Cloud and her Mystics teammate Ariel Atkins had just left Hendley Elementary School, where they made a scheduled book reading appearance with the students.
While chatting with the school’s librarian shortly before the event, Cloud learned that a bullet broke a window in the lobby of the building on Wednesday. The shooting, which occurred as students were inside for an end-of-the-school year movie night, resulted in the school being placed on lockdown, according to media reports, and Cloud says the school had to cancel its field day on Thursday as a result. WJLA reports that this is the second time in two weeks that bullets have hit the school.
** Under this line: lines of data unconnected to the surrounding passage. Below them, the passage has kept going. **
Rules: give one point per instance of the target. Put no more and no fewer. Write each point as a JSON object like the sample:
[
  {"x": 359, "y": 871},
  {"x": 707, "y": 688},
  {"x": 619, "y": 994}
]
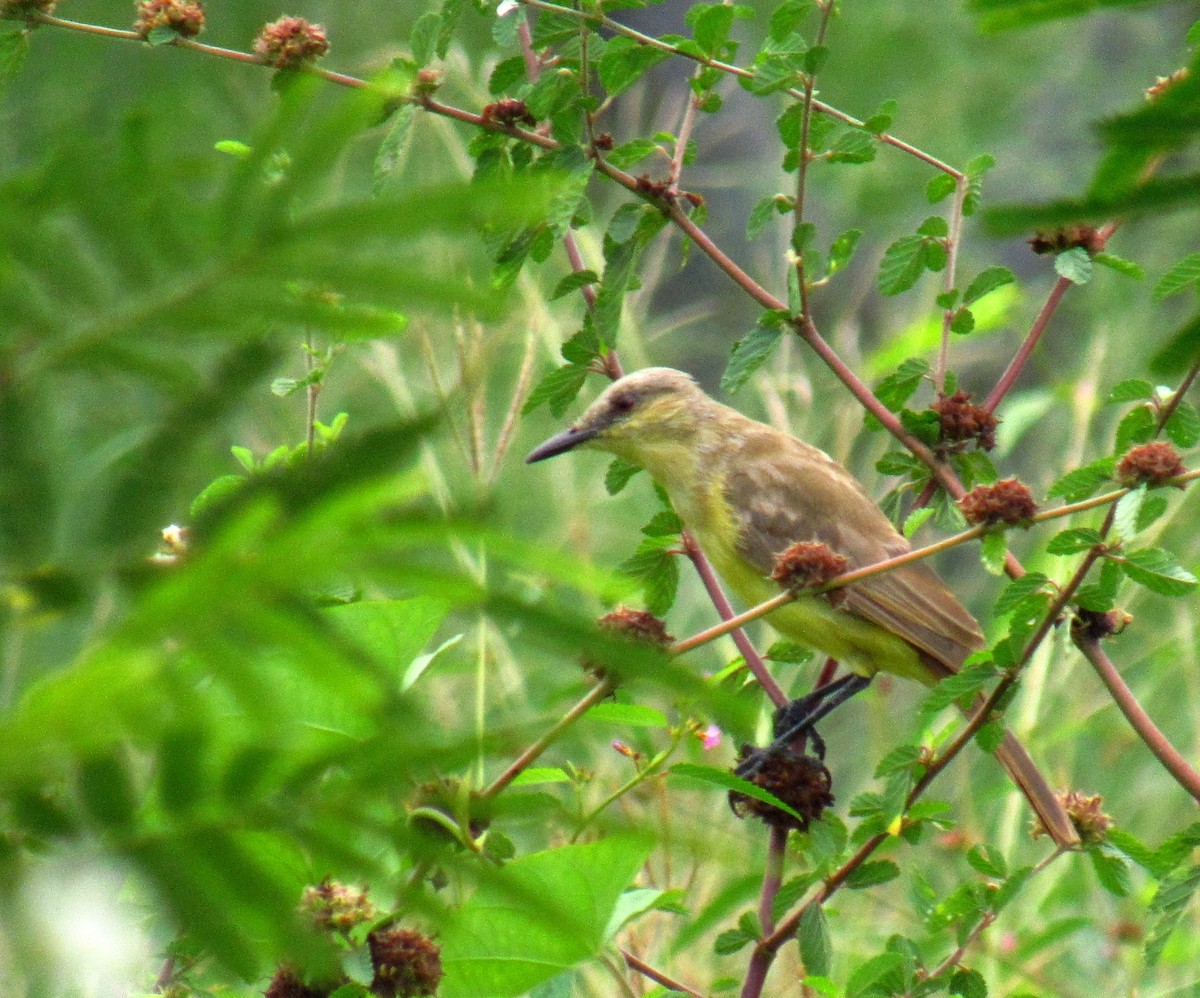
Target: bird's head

In a series of Instagram stories, Cloud said that she would institute a “media blackout” on Friday prior to the Mystics game against the defending WNBA champion Seattle Storm if Mayor Muriel Bowser and Ward 8 Councilmember Trayon White do not respond to her with a solution or schedule a meeting for a solution.
“We’re talking about 5-year-olds being safe going to school and bettering themselves,” Cloud says. “And if they don’t feel safe going to school, they won’t be going to school. And then they’ll be out in the streets, and by going into the streets, they’ll fall into a system that they can’t get out of.”
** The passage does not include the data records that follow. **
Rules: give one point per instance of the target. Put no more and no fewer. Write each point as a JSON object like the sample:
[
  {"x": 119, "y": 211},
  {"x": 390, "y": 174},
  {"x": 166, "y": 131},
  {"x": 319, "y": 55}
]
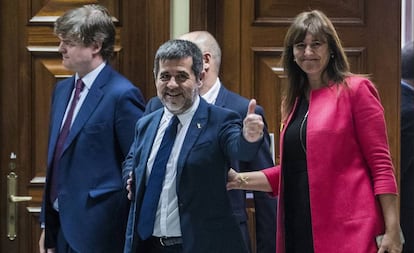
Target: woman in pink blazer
[{"x": 336, "y": 186}]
In an email response to City Paper, White, a Hendley alumnus, says his involvement in violence prevention goes beyond social media, and points to the community engagement events he’s participated in as examples. He did not answer questions on whether or not he plans to meet with Cloud.
“I have been doing youth violence intervention and mentoring some of the highest risk youth in SE for 17 years,” White writes. “We have to go visit [m]others when they lose their children and be at the crimes scenes when someone is on the ground fighting for their life. During these times I don’t see the people that tweet. When we have programs in the schools, like Ballou last week, I don’t see the people who just tweet. We are getting more teams and returning citizens to be in the community to address the neglect and social ills that influence violence. We had a big violence strategy meeting last night at the Arc and I didn’t see the people who just tweet. Years from now when they are on to the next hot topic in their lives Trayon White will still be here committed and serving. Don’t tweet join us!”
After reading White’s response, Cloud wrote on Twitter, “#blackoutisago.”
Markus Batchelor, the Ward 8 representative on the D.C. State Board of Education, told the Washington Post that he has emailed city leaders three times in the last two weeks in regards to the violence surrounding the elementary school.
“It’s been a consistent problem … and for some reason there doesn’t seem to be any progress made,” Batchelor told the paper. “In any other part of the city it would be more intolerable and a more urgent matter.”
Cloud, who recently spoke on a panel hosted by The Atlantic about athletes and activism, believes that she has the platform and the responsibility to lend her voice to social causes.
She tells City Paper that if she does hear solutions from either Bowser or White by the time Mystics practice begins at 9:45 a.m. on Friday, she will refuse to answer questions about basketball. Instead, Cloud will only talk to reporters about the shootings that have happened around Hendley Elementary School.
“They get a pay check to take care of this city,” Cloud says, adding she will proceed with the media blackout if they respond after practice but before the game. “This needs to happen in a timely manner … At 3 p.m. another life can be lost.”
Cloud has already reached out to teammate Elena Delle Donne and coach Mike Thibault, who she says are both on board with her decision. She predicts that the majority of the team, if not all players, will participate in the media blackout. The Mystics posted a tweet Friday morning expressing support.
“This is our community and for us as pro athletes we inherit certain responsibilities and roles,” Cloud says. “We represent this community, and especially moving into Ward 8, I made it known I didn’t want to be any part of gentrification … I take this as one of my responsibilities as an athlete with a platform in Washington, D.C. to make this a better place.”